Dışarı çıktığımız gibi her zaman ki gibi sakarlık yapıp yere yuvarlanıyordum ki belimde el hissedince dengimi sağlayıp bu durumdan kurtuldum. Gavin bana öylece bakıyor ve belimi hala tutuyordu. ''Teşekkür ederim az daha yeri boyluyordum ve yüzüm çok kötü bir şekilde yaralanacaktı.'' dememle kalmadan Gavin, ''Susmazsan seni bırakırım.'' diye beni tehdit etti. Onu sakin ve çok gülümseyen bir çocuk olduğunu sanıyordum ama aslında masum gibi görünen kötü çocukmuş. Kendimi toparlayarak, ''Bırakmana izin vereceğimi mi sandın?'' deyip kollarından kurtuldum. Uzunca bir 'Ben kazandım.' bakışı attım. En sonunda ciddiliğimi bozan Gavin ile birlikte gülmeye başladık.
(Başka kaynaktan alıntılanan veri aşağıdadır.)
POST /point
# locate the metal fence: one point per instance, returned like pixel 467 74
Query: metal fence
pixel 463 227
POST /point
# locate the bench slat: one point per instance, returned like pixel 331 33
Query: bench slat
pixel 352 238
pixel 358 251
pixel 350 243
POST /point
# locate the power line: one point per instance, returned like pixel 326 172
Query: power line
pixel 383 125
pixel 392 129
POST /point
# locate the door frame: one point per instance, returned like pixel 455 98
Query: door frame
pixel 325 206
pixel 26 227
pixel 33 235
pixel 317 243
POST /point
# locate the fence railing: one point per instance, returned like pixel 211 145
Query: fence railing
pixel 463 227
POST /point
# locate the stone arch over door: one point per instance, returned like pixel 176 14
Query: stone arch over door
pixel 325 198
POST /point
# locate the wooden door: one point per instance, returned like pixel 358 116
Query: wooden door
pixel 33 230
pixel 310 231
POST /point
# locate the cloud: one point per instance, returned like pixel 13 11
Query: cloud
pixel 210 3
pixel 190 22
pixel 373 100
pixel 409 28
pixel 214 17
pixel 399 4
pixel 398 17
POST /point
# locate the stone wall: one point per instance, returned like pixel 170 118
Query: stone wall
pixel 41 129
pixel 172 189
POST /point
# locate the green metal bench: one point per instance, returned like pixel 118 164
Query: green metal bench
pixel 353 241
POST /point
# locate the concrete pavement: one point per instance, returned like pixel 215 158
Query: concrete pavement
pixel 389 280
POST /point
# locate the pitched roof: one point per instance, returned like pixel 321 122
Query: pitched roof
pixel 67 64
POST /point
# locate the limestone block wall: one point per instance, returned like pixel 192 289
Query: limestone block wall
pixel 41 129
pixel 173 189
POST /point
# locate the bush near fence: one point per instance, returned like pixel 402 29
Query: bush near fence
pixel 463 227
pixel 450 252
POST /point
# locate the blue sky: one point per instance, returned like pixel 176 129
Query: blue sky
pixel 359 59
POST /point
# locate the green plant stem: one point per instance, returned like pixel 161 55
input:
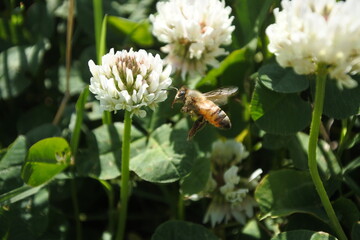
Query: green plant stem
pixel 314 133
pixel 110 194
pixel 76 209
pixel 181 207
pixel 125 173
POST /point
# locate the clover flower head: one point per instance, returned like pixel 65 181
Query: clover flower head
pixel 229 191
pixel 193 32
pixel 130 80
pixel 232 200
pixel 309 32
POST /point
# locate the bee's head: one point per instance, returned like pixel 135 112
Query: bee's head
pixel 180 95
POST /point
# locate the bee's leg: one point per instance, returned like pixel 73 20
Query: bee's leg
pixel 198 124
pixel 185 109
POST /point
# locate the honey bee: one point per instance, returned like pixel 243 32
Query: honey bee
pixel 205 106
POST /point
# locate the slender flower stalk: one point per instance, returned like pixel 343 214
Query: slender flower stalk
pixel 125 174
pixel 318 37
pixel 229 191
pixel 130 81
pixel 314 134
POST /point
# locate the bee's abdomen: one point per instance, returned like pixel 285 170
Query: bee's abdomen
pixel 217 117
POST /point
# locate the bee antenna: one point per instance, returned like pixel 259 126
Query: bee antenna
pixel 171 87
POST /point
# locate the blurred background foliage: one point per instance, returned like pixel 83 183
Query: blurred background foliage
pixel 268 115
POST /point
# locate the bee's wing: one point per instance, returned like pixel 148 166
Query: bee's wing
pixel 220 96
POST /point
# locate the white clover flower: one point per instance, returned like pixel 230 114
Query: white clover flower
pixel 193 31
pixel 309 32
pixel 232 200
pixel 228 152
pixel 129 80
Eve geldiğimizde Gavin ile sohbete dalmadan odama çıktım. Dolabı açıp üstümü değiştirdikten sonra aklıma okuyacağım ve bu büyük sırlara ulaşacağım kitap geldi. Kitabı nereye koyduğumu hatırlamaya çalıştım ve en sonunda aklıma geldi. Kitabı çekmecemden alıp yatağıma koydum. İlk sayfasını okuduğum için o sayfayı hızlı bir şekilde diğer sayfaya geçtim.
19 Ağustos 1936
Sonunda gözlerimi açıp şu hastaneden kurtuldum. Eve gitmek ölüm gibi olsa da gitmek zorundayım. Hem burada ki bana iyi davranan doktoru da göremeyecektim. Gitmese miydim acaba? Daha fazla böyle düşünüp kendimi daha çok yoramazdım. Son çektiğim acılardan sonra başka birisine güvenip tekrar acı çekemezdim. Bu sefer vücudumun gücü buna yetmezdi.
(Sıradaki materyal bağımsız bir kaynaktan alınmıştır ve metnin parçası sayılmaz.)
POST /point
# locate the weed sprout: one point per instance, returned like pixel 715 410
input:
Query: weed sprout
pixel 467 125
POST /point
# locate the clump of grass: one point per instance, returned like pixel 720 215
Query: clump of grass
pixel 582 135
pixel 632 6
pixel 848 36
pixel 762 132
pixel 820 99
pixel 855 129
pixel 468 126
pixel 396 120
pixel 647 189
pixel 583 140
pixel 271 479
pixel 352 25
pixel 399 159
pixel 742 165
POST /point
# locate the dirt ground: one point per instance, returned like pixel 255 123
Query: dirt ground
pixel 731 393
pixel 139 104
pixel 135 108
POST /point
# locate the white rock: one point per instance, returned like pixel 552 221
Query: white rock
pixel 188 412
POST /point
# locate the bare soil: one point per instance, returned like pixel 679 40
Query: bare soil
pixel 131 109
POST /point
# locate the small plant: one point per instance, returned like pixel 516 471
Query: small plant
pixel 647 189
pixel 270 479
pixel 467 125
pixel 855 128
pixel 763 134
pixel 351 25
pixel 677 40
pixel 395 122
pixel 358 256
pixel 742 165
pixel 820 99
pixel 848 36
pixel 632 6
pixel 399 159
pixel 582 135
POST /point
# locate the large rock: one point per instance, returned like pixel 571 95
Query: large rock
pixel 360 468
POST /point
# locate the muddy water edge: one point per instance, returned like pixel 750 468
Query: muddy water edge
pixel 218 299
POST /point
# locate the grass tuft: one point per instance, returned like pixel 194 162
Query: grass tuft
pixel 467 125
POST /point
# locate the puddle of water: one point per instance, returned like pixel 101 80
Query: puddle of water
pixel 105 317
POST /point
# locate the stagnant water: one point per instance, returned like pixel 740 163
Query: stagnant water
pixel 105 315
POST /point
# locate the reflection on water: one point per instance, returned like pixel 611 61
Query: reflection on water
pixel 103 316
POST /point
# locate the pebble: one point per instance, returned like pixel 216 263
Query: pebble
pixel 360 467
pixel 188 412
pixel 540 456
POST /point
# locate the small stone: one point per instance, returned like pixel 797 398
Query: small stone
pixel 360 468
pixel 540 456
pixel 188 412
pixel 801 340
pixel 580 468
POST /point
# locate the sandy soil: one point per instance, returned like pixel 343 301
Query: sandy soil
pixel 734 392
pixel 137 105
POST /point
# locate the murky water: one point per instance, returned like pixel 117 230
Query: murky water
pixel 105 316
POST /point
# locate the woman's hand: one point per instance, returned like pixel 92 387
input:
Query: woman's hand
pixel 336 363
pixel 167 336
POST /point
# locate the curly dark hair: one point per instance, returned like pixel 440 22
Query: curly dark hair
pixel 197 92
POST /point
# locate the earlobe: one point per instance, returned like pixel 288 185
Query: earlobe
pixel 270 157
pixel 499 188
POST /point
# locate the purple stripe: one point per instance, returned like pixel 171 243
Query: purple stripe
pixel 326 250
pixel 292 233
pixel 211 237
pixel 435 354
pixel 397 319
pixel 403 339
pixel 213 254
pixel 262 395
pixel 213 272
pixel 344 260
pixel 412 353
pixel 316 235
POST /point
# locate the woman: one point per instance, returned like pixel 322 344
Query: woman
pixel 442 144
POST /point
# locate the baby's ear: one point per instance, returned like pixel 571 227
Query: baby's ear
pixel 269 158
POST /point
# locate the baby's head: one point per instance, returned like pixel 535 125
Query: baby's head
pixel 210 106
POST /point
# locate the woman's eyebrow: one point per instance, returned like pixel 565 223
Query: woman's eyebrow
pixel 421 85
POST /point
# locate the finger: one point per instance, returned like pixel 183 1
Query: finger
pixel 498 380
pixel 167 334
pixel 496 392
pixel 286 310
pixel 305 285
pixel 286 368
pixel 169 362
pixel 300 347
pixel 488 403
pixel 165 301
Evime gelmiş bulunuyorum! O hastaneden çıkarken doktoruma rastladım. Konuşmaya fırsat vermeden ondan uzaklaştım. Güvenmemem gerekiyordu ve ben buna üstelik ona bakıp daha çok düşünmeme sebep olmayacaktım. Eve geldiğim sırada Arthur'un seslenmesiyle büyük bir şok geçirmiştim. Ne oldu acaba Anna ile kavga edip bana geri mi dönecekti? Herneyse bende cevap vermeden kapıyı üzerine kapattım. Onlarla ve tavırlarıyla uğraşamazdım. Şimdi dolabımın önüne geçip rahat pijamalarımı giyip yatağıma uzanacağım.
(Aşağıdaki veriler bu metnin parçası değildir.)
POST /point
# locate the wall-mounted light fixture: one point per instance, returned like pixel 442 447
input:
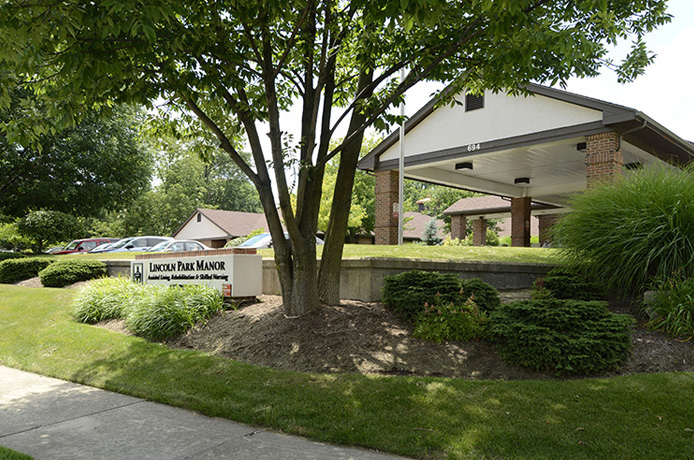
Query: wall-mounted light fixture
pixel 466 165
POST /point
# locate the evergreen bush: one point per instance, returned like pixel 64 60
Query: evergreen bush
pixel 567 283
pixel 66 272
pixel 485 296
pixel 447 321
pixel 406 293
pixel 20 269
pixel 10 255
pixel 569 337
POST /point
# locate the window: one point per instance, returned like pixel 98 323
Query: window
pixel 474 102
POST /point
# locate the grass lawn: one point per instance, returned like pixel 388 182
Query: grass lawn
pixel 9 454
pixel 634 417
pixel 471 253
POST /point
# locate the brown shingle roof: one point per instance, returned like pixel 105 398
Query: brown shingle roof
pixel 235 223
pixel 415 227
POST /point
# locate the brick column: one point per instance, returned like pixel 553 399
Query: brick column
pixel 386 224
pixel 545 224
pixel 520 221
pixel 458 227
pixel 603 160
pixel 479 232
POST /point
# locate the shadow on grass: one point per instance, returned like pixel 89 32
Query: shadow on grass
pixel 419 417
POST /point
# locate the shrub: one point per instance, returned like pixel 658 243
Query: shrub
pixel 10 255
pixel 15 270
pixel 566 283
pixel 634 231
pixel 672 308
pixel 106 298
pixel 561 336
pixel 406 293
pixel 65 272
pixel 165 312
pixel 445 321
pixel 485 296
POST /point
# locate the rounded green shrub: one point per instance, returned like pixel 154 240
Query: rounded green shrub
pixel 447 321
pixel 20 269
pixel 569 337
pixel 166 312
pixel 10 255
pixel 406 293
pixel 485 296
pixel 66 272
pixel 106 298
pixel 635 231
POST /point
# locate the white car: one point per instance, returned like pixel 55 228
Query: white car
pixel 178 246
pixel 264 240
pixel 137 244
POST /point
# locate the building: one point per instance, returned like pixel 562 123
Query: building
pixel 533 150
pixel 215 227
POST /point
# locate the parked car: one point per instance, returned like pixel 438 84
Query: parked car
pixel 264 240
pixel 178 246
pixel 84 245
pixel 107 246
pixel 137 244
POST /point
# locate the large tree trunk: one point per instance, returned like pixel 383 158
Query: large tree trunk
pixel 331 260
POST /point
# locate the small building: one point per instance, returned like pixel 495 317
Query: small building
pixel 479 210
pixel 532 150
pixel 215 227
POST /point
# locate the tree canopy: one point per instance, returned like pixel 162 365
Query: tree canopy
pixel 80 170
pixel 238 64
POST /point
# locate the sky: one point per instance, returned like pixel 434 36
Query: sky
pixel 665 92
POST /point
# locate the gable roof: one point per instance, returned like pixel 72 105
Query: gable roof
pixel 233 223
pixel 615 117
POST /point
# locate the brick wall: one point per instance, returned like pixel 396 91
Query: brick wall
pixel 479 232
pixel 458 227
pixel 520 221
pixel 386 223
pixel 603 160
Pijamalarımı da giydim. Ama sanki hala içeri Desmond girecekmiş gibi hissediyorum. Bu yüzden yatağıma uzanmak gelmiyor içimden. Sebebini bilmesemde beni bu halde hastanede bir çok defa görmüş olmasına rağmen şuan görecek diye korkuyorum. Daha fazla dayanacak halim yok! Gidip hastane yataklarından daha çok rahat olan yatağıma uzanıp uyuyacağım.
Kitabın kapağını kapattığım gibi gülümsemeye başladım. Bunu yazan her kimse benim gibi bir hayata sahip olduğunu görmek beni gülümsetiyordu. Şuan bende Gavin'in o soğuk esprileri ile uğraşamazdım o yüzden uykuya daldım. Böylesi daha iyiydi...
ŞİMDİ OKUDUĞUN
Ölümsüz Aşk
RomanceSiz hayatınızda diğer insanların mutluluğuyla mutlu olup kendinizi düşünmeyi unuttunuz mu? Acınası gözlerin hep üstünüzde olduğu günlere gözlerinizi açtınız mı? İşte bu hikaye de hepsini yaşayacak, hissedeceksiniz. Umarım beğenirsiniz...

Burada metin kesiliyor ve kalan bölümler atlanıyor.